Reading List: September 2014
Susan Barba
It’s been a great summer for reading. While at the beach, I made my way through Edward St. Aubyn’s Patrick Melrose novels, all except the final, separately-published At Last, which I left the beach and drove two hours to procure. (Warning: these novels are not just about addiction, they enact it.) Also enjoyed Elizabeth Spencer’s No Place for an Angel, Mary Ruefle’s Madness, Rack, and Honey, and J.M. Ledgard’s Submergence. Made the glad acquaintance of Elizabeth Taylor the writer and her novel, A Game of Hide and Seek, and am in the midst of reading a new (to me) book, Fair Play, by one of my favorite authors, Tove Jansson.
Amy Beeder
Stay, Illusion by Lucie Brock-Broido. One my favorites. Rich & strange, humid and spooky.
Swoop by Hailey Leithauser. Sharp and sonically resplendent: Some flim-flam grand slam, glitchy/as religion...
If the Tabloids Are True What Are You? by Matthea Harvey. Stunning. And hybrid!
The Dead Eat Everything by Michael Mlekoday. I ordered it because of a poem I read on Verse Daily and it hasn't disappointed. You ain't bigger than this river, son—
Also Dean Young's The Art Of Recklessness, a highly entertaining and inspiring book of prose on poetry which I'm rereading because I've just assigned it for an online course. Turns out that it's the perfect text for a generative class.
A few weeks ago in a used bookstore I randomly came across a short story collection called At the Mouth of the River of Bees by Kij Johnson, a writer I'd never heard of. All of her stories are delightfully strange, and the novella-length "The Man Who Bridged the Mist" is one of the best things I've read all year. That story in particular reminded me of another fantastic (and fantastical) writer, China Mieville, whose book The Scar I read this summer and cannot recommend too highly.
I'm enjoying Eleanor Catton's The Luminaries, the layered and labyrinthine 800+ page winner of the 2013 Man Booker Prize, even though I have to keep going back and checking things because the plot is so complex and the characters so numerous; and finally Jane Austen's England, by Roy and Lesley Adkins: full of details about weddings, travel, water-closets and the disposal of animal carcasses in early nineteenth century England. Fun!
Henri Cole
Yesterday, I read a story called “The Heron,” by Dorothe Nors (from the September 9, 2013 issue of The New Yorker). It is translated from the Danish, by Martin Aitken, and narrated by an older man who is approaching death. It is so grim that it really made me happy. Alcoholics, sickly herons, and a suitcase containing a dismembered body appear in it.
About a week ago, I started a long novel by Victor Hugo, titled The Laughing Man, which was originally published in 1869. The book was recommended to me by the French poet Claire Malroux and tells the story of Ursus, a man who dresses in bearskins and lives in a caravan, whose only companion is a wolf named Homo. As the action shifts forward in time, it includes a boy with a mutilated face, whose mouth has been perpetually carved into a grin. Hugo wrote the book when he was living in exile. I want to watch the 1928 silent movie of the same title directed by a German expressionist filmmaker.

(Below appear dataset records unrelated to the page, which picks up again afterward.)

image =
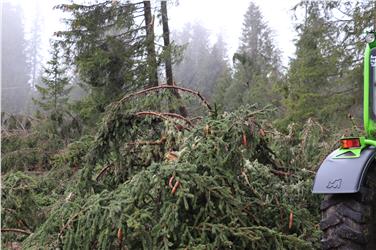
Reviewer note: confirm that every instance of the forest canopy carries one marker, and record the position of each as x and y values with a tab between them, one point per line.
134	137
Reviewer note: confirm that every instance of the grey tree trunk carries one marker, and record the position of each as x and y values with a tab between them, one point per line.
168	64
150	47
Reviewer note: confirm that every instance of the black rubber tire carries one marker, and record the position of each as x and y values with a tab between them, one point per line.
349	220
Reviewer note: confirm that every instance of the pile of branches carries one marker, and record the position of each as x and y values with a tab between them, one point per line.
159	180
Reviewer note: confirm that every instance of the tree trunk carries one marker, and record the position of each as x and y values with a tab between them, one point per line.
151	57
168	64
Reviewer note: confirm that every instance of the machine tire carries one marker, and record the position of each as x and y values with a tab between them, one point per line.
349	220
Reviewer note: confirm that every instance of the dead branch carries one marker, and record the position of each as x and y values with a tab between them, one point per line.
15	230
165	117
164	114
165	86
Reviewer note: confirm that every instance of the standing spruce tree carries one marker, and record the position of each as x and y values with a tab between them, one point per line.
257	63
314	85
54	89
202	64
108	49
15	89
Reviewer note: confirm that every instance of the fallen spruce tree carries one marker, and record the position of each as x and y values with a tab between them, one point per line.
157	180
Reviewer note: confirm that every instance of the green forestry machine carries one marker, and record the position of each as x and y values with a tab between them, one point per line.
347	177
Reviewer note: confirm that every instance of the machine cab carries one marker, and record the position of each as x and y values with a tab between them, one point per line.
370	86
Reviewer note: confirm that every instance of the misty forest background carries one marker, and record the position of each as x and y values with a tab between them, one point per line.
131	136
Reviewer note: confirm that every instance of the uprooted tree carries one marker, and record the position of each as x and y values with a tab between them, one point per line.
156	179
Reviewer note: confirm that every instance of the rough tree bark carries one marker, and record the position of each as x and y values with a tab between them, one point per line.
168	64
150	47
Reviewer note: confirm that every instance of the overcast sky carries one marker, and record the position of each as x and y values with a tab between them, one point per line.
217	16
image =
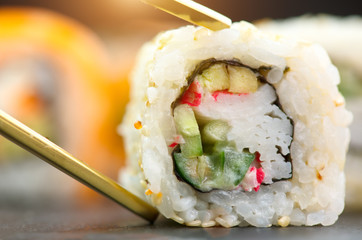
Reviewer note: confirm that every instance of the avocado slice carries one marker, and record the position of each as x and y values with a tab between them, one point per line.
215	78
214	131
242	80
222	170
187	126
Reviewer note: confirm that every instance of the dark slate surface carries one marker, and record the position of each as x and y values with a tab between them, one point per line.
113	222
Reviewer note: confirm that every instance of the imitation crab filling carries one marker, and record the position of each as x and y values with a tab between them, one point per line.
232	133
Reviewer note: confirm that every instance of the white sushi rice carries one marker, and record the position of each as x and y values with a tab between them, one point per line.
256	124
307	94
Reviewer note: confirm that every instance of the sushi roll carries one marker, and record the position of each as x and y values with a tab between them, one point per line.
342	38
236	128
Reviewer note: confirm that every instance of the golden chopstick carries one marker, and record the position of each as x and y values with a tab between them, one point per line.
59	158
192	12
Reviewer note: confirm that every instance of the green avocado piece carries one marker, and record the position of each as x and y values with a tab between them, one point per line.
215	78
222	170
187	126
214	131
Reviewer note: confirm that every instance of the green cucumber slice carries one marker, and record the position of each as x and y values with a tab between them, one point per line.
187	126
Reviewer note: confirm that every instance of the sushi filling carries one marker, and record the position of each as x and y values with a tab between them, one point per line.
215	117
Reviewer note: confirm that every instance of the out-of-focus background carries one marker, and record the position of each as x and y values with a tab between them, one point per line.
64	67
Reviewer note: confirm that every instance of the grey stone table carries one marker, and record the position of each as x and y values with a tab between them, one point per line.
110	221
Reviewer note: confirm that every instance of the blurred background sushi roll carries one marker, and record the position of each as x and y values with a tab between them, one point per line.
57	77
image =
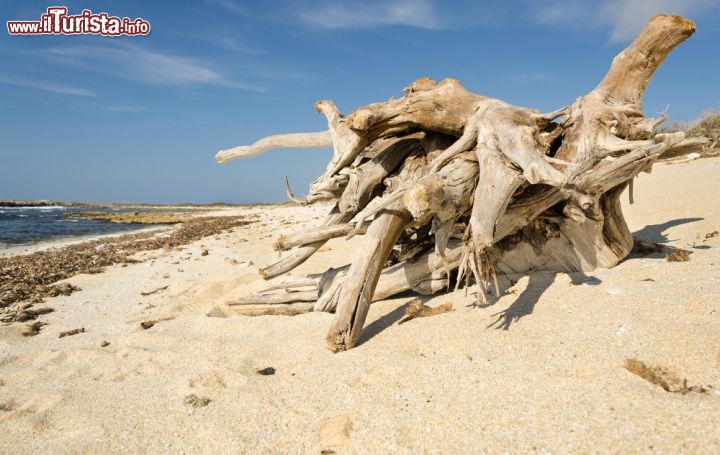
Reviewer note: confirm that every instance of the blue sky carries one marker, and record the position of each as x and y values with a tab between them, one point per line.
139	119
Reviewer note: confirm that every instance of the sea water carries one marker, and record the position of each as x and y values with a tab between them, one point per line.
30	225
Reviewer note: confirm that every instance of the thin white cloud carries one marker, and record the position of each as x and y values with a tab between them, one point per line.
628	17
368	14
136	63
46	86
625	18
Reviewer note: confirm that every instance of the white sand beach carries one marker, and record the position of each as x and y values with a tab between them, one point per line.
541	370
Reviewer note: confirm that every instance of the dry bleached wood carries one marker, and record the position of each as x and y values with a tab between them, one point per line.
443	179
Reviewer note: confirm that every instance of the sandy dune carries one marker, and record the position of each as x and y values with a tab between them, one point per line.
541	370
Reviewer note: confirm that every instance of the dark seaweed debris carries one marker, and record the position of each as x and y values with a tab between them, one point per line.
30	277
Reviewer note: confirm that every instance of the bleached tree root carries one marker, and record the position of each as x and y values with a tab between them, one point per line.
444	180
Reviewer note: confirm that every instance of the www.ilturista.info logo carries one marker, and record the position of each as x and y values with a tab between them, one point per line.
57	22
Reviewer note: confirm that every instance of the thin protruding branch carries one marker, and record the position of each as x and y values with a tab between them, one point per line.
292	140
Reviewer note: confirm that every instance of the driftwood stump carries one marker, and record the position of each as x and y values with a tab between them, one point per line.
444	184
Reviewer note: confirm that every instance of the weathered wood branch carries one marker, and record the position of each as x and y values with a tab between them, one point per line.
492	186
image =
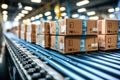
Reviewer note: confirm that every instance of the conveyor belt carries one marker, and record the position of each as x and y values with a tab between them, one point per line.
94	65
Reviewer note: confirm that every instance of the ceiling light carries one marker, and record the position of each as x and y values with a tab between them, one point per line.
32	18
75	16
37	17
24	12
36	1
5	12
19	5
20	14
117	9
82	17
5	16
84	2
28	8
47	13
49	17
111	15
4	6
91	13
94	17
62	9
40	15
82	10
63	14
111	10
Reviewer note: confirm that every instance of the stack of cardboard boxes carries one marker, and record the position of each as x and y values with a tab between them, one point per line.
31	34
44	37
70	35
23	31
108	30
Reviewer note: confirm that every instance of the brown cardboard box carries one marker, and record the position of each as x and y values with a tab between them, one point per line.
54	28
77	27
107	26
23	35
32	28
44	28
24	27
52	42
70	27
71	44
31	37
107	42
45	41
92	27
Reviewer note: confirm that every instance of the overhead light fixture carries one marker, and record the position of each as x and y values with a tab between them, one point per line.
40	15
75	16
19	5
37	17
94	17
32	18
49	17
82	10
111	15
4	6
47	13
110	10
20	14
117	9
36	1
24	12
82	17
62	9
63	14
5	12
81	3
91	13
28	8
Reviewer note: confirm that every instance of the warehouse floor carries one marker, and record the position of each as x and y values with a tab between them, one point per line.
4	74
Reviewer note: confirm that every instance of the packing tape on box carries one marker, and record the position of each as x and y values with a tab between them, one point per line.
84	27
82	43
56	42
57	27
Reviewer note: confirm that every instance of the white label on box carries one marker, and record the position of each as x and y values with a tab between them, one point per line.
43	42
63	28
62	45
94	45
94	29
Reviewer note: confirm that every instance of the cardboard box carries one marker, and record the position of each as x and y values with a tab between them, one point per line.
78	27
72	44
31	37
32	28
23	35
44	28
118	41
54	28
54	43
24	27
107	42
107	26
70	27
45	41
91	27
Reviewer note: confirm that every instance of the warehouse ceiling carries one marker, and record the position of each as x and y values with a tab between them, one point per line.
100	6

I am also reading a new translation of The Walk, a novella by the Swiss writer Robert Walser, who lived in an asylum and died while out on a Christmas day stroll. Walser’s prose is pellucid and quietly philosophical. He has a poet’s sensitivity to the small things of the world, and I’m drawn to his mind.
Finally, I have read (several times) the proofs to Louise Glück’s Faithful and Virtuous Night, a tender and melancholy new collection of poems to be published this month. Like all her books, it is unlike the others. Glück’s sentences move like Balanchine dancers against a blue field that accentuates their lean sinewy bodies. They seem purified and stripped of extraneous detail. Like Balanchine, she can be both abstract and narrative. She is both classical and contemporary. She is always original.
Robert Fernandez
Bach by John Eliot Gardiner
That's Not Relevant by Isaiah Toothtaker
Sappho's Lyre: Archaic Lyric and Women Poets of Ancient Greece ed. Diane Rayor
DS (2) Dreamstories by Kamau Brathwaite
Stephane Mallarmé by Roger Pearson
Stephane Mallarmé: Selected Poetry and Prose ed. Mary Ann Caws
Mallarmé: The Poet and His Circle by Rosemary Lloyd
Collected Poems by James Schuyler
Catherine Field
In late summer you need an audiobook for working in the garden or long drives alone. Game of Thrones, by George R.R. Martin (Random House Audio), read by the incomparable Roy Dotrice, has just as many dragons as Harry Potter, and much more sex and treachery.
You also need the nonfiction book of the season, read with your feet up, or aloud to someone else who eats it up like you do. This year, it’s The Invisible Bridge: The Fall of Nixon and the Rise of Reagan, by Rick Perlstein (Simon & Schuster, 2014).
And because this is late summer of 2014, you also need poetry to make sense of events in Ferguson, Missouri. Take for your meditation Abide, by Jake Adam York (Southern Illinois University, 2014). York, a white Southerner, not only considers your shared racial history, invoking names, and places, and crimes, but promptly circles back and goes over it again. He is in no hurry to move on.
Two different poems in Abide are entitled “Abide,” for example, and a third title includes the same word. Two different poems have epigraphs to John Earl Reese, murdered for being Black in Mayflower, Texas, in 1955. In each approach the angle is different; in each the poem stands complete. So you stay with York in Mayflower. Or Okemah. Or Bogalusa. You don’t mind, because the ground is so bloody rich.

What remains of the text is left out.